Inspirou fundo, conteve a respiração, e correu para o outro lado. Nada a apanhou no caminho, nenhuma mão de garras afiadas saída do negrume. Suspirou, um pouco aliviada. Sentia-se, ao mesmo tempo, ridícula por, com aquela idade, ainda dar atenção às histórias tolas que corriam entre as crianças.

Continuou caminho até ao fim do túnel, onde a pedra formava uma casa de porta baixa. Apesar de ao lado desta haver uma janela, não se via qualquer luz vinda do interior. Lysa hesitou um momento, antes de bater. Não obteve qualquer resposta. Voltou a bater, com mais força. Nada.

Praguejou, frustrada. Podia esperar um pouco, mas não sabia quando é que ele voltaria. Ou se simplesmente estava lá dentro e não queria abrir a porta. Regressaria mais tarde.

Deu meia volta e, de súbito, percebeu que deixara de ver o túnel à sua frente. Um vulto negro bloqueara-lhe o caminho. Saltou para trás, apertando Ayalal contra si com demasiada força. O bebé soltou um guincho baixo, com a brusquidão. Por um momento, pensou que fosse um ser da escuridão que a viesse matar. Ergueu o olhar, espreitando um rosto avermelhado de homem. O seu cabelo era tão branco como a neve, mas o que mais chamava a atenção eram os dois chifres negros que irrompiam da testa e arqueavam para trás. Ele encarava-a, com dois orbes de um vermelho intimidante. Bateu com um casco no chão, fazendo-a estremecer.

***

Mosteiro das Sete Formas, 28 de Calistril de 4586 AR (parte II)


“Por favor, cuidem deste bebé. O seu nome é Ayalal Duruvan.”


A directora pousou o fragmento de pergaminho sobre a mesa da cozinha, junto a uma bolsa de dinheiro aberta. Contara nela 50 moedas de platina – uma quantia imensa. Lançou uma mirada ao bebé, amparado nos braços de Lysa, junto à lareira. A adolescente falava com ele, baixinho, enquanto esperava que o calor lhe desse um pouco mais de ânimo.

– Duruvan… – O apelido nada lhe dizia. No entanto, fosse qual fosse a família, certamente tinha dinheiro, e aquele daria muito jeito.

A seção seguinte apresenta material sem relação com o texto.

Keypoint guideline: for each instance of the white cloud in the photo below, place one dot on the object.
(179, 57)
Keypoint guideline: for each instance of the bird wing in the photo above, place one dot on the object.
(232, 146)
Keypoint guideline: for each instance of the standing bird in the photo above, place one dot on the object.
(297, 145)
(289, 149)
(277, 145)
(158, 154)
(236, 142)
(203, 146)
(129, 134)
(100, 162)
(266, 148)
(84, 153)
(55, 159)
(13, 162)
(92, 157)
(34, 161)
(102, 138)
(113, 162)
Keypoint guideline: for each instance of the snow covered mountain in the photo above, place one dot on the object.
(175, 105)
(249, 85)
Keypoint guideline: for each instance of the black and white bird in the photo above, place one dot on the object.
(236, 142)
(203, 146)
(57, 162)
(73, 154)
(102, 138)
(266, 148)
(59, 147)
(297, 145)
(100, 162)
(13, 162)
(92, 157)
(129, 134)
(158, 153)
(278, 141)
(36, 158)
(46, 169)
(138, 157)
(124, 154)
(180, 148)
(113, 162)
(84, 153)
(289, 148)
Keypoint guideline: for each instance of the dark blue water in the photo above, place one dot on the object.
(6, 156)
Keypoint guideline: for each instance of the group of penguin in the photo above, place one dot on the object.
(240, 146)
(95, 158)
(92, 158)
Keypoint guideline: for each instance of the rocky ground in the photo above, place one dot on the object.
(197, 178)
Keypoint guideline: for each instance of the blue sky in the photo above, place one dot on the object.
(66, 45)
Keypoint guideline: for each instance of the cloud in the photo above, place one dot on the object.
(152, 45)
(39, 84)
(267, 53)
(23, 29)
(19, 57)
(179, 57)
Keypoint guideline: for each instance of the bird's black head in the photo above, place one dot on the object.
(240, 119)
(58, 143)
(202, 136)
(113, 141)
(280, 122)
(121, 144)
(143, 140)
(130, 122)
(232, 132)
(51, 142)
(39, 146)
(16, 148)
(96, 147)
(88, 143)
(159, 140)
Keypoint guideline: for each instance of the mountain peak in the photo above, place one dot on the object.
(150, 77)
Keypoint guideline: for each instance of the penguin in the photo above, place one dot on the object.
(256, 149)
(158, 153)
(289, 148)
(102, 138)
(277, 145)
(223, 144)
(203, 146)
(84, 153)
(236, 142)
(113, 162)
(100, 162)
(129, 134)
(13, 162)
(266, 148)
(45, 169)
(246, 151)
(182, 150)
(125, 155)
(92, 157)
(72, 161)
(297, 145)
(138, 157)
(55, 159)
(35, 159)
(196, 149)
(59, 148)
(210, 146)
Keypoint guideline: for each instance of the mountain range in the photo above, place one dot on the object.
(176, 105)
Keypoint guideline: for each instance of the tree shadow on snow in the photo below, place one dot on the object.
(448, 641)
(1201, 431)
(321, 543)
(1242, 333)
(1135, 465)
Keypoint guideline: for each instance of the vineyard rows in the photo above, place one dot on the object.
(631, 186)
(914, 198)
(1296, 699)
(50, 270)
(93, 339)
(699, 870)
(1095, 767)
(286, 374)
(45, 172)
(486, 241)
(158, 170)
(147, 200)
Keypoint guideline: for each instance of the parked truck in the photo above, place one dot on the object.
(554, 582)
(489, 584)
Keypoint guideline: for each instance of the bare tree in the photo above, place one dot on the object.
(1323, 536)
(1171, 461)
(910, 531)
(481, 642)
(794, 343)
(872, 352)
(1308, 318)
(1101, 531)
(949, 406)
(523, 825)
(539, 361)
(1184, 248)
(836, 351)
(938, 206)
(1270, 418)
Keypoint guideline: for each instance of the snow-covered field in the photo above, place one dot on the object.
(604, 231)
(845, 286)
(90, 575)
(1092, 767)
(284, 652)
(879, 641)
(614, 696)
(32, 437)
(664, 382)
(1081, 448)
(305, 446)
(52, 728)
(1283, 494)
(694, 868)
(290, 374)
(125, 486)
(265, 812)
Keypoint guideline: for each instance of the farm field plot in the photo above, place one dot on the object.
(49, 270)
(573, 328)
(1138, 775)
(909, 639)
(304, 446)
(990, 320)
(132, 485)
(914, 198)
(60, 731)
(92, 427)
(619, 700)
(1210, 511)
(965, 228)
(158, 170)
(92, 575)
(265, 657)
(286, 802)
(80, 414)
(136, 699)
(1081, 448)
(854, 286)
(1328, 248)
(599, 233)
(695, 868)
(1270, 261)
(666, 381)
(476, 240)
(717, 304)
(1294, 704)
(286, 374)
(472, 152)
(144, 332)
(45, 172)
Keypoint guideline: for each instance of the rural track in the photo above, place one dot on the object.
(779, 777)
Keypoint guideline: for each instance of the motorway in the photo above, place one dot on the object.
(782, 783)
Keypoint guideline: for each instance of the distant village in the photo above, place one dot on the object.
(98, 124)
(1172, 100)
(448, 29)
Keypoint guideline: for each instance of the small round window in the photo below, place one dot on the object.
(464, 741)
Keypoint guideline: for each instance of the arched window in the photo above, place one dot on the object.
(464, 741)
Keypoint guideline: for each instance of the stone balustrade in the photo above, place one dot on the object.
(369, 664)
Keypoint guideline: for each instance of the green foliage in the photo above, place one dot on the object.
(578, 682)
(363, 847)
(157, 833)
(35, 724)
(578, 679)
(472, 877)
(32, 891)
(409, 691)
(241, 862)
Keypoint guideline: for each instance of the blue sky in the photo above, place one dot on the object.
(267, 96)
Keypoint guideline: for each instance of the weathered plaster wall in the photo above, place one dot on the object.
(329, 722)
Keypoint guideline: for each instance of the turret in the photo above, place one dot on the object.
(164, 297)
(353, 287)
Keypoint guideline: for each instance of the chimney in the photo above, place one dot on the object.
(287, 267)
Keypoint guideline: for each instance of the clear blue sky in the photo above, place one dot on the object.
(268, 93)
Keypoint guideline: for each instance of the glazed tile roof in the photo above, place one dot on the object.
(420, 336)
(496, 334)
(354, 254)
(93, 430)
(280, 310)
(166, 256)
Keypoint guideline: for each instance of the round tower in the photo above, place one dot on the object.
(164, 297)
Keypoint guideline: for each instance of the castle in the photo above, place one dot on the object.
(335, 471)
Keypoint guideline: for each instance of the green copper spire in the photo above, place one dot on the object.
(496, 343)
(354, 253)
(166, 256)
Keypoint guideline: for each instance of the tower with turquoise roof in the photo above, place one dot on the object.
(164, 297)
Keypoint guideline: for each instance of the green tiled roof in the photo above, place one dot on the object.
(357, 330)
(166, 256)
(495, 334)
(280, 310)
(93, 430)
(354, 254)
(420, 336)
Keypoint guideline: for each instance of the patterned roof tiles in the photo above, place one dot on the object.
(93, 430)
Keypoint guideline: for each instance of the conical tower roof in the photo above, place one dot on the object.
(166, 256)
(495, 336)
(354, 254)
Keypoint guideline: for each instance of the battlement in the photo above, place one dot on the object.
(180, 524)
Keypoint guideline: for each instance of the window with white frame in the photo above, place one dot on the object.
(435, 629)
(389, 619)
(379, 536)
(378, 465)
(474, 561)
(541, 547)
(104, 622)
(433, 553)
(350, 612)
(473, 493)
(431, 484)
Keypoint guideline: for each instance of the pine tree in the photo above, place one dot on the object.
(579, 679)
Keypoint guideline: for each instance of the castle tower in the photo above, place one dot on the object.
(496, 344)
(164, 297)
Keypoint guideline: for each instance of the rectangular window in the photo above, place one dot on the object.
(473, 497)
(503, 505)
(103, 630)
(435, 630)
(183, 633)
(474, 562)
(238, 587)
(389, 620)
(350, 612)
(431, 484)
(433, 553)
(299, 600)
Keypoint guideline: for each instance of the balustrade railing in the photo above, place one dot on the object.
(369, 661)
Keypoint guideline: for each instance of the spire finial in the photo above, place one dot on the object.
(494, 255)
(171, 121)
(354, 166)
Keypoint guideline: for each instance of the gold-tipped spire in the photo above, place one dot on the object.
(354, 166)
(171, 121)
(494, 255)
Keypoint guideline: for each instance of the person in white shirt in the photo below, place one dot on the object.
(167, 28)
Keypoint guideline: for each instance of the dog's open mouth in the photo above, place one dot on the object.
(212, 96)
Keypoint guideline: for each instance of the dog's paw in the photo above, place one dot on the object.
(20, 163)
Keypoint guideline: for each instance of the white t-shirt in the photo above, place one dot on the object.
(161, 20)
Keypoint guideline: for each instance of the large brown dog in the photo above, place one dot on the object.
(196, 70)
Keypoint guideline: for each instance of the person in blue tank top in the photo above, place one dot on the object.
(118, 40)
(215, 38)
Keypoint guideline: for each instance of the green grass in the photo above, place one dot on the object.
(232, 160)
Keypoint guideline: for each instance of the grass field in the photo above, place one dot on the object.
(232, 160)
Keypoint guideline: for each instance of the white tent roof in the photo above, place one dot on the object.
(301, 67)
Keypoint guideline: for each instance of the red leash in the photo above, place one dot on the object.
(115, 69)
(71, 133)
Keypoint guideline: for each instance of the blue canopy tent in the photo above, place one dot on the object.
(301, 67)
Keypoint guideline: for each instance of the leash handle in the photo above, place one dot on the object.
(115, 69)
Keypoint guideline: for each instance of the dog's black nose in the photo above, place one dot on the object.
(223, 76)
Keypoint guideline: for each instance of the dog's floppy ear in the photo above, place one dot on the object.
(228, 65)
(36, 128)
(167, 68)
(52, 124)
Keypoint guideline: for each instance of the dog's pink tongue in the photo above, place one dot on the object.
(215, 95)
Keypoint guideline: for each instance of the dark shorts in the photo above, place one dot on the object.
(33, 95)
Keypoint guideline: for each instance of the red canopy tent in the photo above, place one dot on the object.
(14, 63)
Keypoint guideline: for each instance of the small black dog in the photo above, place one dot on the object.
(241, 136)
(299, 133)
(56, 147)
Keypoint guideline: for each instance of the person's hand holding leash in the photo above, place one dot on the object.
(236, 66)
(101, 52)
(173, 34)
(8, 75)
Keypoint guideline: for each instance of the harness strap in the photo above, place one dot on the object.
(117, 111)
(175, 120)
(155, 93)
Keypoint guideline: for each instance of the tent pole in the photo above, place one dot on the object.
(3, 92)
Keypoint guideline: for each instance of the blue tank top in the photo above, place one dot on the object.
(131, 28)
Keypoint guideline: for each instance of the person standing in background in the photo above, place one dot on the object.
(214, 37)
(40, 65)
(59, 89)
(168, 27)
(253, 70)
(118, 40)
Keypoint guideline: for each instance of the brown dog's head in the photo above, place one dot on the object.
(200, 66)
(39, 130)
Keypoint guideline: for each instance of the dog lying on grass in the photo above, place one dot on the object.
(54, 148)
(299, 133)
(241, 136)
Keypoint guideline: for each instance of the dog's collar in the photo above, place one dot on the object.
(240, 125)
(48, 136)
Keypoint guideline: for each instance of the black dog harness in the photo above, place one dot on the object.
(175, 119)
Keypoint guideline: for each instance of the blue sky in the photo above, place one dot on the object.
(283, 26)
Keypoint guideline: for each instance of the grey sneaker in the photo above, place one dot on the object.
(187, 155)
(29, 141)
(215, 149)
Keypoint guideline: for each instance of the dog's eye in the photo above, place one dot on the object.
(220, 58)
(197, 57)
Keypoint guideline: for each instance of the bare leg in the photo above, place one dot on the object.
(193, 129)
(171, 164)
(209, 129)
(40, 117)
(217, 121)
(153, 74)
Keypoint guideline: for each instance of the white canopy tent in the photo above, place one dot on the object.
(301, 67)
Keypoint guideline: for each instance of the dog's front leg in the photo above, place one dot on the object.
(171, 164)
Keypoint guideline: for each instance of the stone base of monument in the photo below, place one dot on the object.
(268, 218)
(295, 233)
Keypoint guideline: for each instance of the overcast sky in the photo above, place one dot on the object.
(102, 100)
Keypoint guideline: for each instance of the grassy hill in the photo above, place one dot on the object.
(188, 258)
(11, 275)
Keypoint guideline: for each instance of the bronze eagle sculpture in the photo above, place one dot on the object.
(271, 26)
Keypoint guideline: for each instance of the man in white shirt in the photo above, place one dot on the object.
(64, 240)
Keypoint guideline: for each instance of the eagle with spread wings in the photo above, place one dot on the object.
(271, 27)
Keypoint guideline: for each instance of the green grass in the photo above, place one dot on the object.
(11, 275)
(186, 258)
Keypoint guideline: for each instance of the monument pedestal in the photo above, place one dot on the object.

– Ele é tão claro, senhora Drane – notou Lysa. – Será um mestiço de que raças?

– Por agora é o que menos interessa – cortou. O tom da directora era duro. Raramente a ouviam falar de outra forma. – É um bebé. Tomaremos conta dele, até ser crescido. Ficará à tua responsabilidade.

– Minha?! – lançou um olhar estupefacto, por cima do ombro.

– Trata de lhe procurar uma ama-de-leite. O berço será posto junto à tua cama. Não o quero a chorar durante a noite.

Os lábios de Lysa abriam-se e fechavam-se, lembrando um peixe fora de água, enquanto pensava em como esquivar-se às ordens. Mas sabia que não havia escapatória possível, e queria tudo menos ser punida por desobediência.

Suspirou e voltou a olhar o recém-nascido. Ele remexeu-se entre o tecido que o envolvia, de bochechas um pouco mais coradas pelo calor do fogo. Soltando um resmungo, começou a acordar. Quando, por fim, o pequeno abriu os olhos, fitaram-se mutuamente, e ele não pareceu nada agradado com a vista. O seu rosto começou a contorcer-se numa careta e, pouco depois, um choro agudo encheu a cozinha do orfanato.